Fourteen women and one man dressed in black, the color of mourning, held placards and handed out flyers at the southern gate of the Capitol supporting the peace movement.
Women in Black, an informal group of local protesters opposing the U.S. wars in Iraq and Afghanistan, claims to have held the hourlong weekly protest since the Twin Towers fell in New York 10 years ago on Sunday. The original Women in Black group started in Jerusalem in 1988 as a peace movement between Palestinian and Israeli women and gained increased recognition in the U.S. following the Sept. 11 attacks, according to the protesters.
Pam Murfin, a spokeswoman for the group, said the anniversary provided a public forum to advocate an end to U.S. military operations in the Middle East.
“Sept. 11 was a terrible event, with a terrible reaction. Rather than negotiating and trying to lessen the violence, our government leapt in and escalated it. It has caused a lot of death and maiming,” Murfin said. “War is not the answer, and [students] can be helpful if they get involved in some way, even if it’s just talking to people about how to solve conflict nonviolently.”
Moneta Prince, an Austin resident who joined the group following the U.S. led invasion of Iraq, said community attitudes to the wars have changed in the eight years she has supported the cause.
“People are a little more wise to what the [wars] are about. They’re withdrawing their support, and I think most people would like to pull out,” Prince said.
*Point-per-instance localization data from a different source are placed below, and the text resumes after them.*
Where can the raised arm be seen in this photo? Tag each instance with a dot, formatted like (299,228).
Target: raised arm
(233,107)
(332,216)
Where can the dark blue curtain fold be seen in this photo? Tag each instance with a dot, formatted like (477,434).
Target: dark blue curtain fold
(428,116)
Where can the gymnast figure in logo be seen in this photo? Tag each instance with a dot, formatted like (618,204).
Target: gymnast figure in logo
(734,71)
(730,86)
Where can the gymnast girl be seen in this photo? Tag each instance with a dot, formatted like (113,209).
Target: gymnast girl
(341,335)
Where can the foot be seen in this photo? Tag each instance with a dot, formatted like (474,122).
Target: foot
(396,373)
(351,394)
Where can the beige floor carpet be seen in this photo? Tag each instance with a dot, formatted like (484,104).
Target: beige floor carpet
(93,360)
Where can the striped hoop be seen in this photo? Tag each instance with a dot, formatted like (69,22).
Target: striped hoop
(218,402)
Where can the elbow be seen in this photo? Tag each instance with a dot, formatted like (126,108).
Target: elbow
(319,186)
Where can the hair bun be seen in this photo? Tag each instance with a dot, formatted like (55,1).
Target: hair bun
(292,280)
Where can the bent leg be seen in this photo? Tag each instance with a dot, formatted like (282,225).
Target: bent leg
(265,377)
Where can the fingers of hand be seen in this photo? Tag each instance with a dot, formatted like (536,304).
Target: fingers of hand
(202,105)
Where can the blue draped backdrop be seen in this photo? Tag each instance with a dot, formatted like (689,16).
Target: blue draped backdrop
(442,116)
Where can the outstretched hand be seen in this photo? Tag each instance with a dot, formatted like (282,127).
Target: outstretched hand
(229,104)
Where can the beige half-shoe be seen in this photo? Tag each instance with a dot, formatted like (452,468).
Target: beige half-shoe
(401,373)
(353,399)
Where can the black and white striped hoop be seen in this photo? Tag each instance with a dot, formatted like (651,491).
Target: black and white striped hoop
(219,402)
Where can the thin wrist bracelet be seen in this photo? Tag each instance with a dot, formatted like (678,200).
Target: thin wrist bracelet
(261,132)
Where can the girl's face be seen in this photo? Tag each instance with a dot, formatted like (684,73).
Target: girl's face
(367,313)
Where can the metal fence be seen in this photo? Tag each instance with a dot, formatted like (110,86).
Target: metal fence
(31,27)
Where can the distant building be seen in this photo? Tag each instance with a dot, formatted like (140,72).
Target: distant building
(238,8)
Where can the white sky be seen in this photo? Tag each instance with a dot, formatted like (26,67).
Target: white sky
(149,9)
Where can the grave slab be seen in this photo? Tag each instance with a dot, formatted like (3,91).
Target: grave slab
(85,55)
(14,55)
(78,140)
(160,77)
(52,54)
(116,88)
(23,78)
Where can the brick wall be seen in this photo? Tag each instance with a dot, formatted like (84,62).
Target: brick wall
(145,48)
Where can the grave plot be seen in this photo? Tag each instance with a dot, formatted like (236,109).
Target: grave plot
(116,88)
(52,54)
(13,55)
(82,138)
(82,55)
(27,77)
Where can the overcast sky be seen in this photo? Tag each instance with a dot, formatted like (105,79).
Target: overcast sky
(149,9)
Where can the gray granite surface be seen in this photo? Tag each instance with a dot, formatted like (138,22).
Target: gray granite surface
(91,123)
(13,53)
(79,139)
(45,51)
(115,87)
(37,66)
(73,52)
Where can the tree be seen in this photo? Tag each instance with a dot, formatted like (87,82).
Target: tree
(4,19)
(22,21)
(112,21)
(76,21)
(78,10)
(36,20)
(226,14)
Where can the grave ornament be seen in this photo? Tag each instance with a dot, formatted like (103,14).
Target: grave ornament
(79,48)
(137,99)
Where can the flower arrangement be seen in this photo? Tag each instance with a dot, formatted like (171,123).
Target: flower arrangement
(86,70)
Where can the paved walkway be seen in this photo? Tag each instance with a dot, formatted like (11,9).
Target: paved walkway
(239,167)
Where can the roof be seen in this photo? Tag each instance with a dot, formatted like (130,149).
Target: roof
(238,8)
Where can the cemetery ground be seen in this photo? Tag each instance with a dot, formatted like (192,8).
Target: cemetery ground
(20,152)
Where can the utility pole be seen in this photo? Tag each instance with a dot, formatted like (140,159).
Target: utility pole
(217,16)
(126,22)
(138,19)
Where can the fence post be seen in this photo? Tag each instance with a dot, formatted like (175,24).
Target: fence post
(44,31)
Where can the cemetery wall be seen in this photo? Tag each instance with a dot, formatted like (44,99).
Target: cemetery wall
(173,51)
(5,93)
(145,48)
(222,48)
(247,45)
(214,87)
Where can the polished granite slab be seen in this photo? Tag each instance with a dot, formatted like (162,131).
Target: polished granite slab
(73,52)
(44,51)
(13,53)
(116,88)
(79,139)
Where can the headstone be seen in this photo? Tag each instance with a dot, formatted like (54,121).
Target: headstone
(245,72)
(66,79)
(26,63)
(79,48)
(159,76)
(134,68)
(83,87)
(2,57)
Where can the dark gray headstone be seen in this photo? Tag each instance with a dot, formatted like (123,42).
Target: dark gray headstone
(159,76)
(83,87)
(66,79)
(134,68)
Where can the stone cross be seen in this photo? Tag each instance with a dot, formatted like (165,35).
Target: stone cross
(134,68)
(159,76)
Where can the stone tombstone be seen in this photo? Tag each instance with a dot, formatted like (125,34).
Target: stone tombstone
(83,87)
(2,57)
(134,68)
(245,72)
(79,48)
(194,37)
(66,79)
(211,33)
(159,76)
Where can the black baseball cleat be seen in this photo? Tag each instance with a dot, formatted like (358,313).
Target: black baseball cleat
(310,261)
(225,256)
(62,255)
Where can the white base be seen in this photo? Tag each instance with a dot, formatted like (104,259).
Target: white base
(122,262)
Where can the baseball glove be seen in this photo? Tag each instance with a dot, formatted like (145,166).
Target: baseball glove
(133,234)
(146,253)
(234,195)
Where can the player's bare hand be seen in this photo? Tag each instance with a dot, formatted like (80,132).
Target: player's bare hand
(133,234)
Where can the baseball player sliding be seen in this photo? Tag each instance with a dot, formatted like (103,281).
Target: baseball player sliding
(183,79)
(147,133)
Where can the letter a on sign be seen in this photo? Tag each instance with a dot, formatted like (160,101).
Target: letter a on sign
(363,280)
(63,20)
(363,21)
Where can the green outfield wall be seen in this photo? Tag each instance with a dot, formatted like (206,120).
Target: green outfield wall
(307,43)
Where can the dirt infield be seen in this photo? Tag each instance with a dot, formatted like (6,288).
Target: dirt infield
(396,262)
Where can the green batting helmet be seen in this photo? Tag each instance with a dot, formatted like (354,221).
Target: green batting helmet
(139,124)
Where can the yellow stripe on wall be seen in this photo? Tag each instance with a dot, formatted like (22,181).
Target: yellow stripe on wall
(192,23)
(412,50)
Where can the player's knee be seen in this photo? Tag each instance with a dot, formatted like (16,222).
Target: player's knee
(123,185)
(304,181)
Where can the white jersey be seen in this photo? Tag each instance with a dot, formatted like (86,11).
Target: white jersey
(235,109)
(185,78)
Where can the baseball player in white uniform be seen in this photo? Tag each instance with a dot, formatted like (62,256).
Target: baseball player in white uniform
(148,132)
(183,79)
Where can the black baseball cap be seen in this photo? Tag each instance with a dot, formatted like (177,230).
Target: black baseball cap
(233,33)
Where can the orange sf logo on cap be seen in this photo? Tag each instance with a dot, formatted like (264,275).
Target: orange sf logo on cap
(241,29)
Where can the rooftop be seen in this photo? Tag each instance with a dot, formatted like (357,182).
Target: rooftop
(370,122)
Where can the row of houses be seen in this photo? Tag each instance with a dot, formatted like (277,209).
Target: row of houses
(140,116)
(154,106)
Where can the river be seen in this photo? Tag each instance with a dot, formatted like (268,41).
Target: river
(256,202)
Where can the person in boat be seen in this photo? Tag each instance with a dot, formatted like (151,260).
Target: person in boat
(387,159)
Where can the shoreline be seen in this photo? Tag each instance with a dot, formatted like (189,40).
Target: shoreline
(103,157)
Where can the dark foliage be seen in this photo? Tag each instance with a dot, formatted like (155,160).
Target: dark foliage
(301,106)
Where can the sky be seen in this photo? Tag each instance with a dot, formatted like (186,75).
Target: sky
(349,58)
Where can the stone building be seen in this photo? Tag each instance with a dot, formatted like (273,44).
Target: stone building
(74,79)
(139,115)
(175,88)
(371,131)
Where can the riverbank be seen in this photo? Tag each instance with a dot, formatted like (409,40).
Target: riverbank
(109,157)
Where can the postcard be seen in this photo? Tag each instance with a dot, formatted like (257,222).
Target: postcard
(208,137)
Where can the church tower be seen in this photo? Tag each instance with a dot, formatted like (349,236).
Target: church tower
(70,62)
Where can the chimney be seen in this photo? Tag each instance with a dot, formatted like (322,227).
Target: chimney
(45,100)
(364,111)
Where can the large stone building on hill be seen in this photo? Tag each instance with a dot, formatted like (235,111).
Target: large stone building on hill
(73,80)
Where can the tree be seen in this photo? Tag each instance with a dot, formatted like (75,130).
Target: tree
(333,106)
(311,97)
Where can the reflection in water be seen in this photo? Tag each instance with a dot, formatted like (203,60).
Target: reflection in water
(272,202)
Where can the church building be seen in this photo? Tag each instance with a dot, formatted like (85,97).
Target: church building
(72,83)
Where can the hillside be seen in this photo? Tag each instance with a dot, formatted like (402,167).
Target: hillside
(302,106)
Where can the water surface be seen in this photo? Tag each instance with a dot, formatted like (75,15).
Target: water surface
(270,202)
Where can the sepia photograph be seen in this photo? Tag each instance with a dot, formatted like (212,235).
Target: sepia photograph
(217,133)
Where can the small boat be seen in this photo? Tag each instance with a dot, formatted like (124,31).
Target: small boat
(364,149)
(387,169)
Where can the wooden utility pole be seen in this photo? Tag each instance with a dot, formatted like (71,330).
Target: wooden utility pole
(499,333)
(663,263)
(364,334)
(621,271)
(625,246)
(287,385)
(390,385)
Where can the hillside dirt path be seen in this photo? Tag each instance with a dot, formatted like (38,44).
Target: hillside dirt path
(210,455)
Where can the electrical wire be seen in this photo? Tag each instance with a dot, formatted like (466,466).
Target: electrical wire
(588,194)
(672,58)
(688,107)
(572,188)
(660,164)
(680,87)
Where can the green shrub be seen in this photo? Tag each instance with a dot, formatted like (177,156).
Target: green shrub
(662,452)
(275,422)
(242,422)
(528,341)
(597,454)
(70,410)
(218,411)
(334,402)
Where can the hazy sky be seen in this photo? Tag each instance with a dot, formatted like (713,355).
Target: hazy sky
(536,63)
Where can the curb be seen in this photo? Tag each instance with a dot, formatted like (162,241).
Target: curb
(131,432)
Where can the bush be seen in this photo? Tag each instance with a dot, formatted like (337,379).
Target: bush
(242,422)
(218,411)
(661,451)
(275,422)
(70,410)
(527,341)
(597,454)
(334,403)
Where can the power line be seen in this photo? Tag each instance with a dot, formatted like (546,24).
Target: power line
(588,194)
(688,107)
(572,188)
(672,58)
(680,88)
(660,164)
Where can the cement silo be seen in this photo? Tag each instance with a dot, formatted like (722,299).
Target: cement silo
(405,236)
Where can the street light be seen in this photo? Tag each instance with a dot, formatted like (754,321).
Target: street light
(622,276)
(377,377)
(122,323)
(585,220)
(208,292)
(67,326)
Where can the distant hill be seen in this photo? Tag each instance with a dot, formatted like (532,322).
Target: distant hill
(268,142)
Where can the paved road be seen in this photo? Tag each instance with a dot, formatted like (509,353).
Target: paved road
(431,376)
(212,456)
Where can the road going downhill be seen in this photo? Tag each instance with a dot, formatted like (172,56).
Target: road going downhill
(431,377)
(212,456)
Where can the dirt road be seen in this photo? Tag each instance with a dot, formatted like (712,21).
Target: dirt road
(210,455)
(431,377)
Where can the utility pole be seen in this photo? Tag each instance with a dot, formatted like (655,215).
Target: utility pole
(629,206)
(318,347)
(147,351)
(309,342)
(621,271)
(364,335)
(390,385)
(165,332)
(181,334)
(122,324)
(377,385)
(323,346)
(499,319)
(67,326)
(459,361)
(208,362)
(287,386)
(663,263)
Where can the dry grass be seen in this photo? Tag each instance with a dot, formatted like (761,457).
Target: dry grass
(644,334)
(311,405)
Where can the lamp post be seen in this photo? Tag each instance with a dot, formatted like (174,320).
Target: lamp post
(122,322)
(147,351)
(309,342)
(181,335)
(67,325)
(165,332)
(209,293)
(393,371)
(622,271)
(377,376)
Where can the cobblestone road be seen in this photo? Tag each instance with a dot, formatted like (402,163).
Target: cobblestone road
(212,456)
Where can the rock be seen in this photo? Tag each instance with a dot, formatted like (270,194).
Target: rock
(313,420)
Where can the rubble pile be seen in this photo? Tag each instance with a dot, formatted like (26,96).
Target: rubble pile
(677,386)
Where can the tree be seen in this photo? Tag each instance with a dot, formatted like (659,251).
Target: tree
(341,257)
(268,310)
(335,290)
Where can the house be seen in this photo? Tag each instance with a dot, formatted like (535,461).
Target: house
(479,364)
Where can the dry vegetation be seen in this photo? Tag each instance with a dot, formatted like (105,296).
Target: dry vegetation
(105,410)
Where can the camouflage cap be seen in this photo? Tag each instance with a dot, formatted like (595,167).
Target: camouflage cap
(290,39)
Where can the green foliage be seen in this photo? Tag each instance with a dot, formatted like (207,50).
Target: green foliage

English senior Evelyn Gibson said she expected the mood to be sombre on Sunday but agrees that support for the wars among the student body has seen a steady decline.
“We really cared in 2008 with the election of Obama, but nothing has changed. Politics is the same,” Gibson said. “I don’t think a lot of us want to be there anymore. We wasted all this money, and we haven’t really got anywhere, especially in Afghanistan. We killed Osama Bin Laden, but there’s still no end in sight.”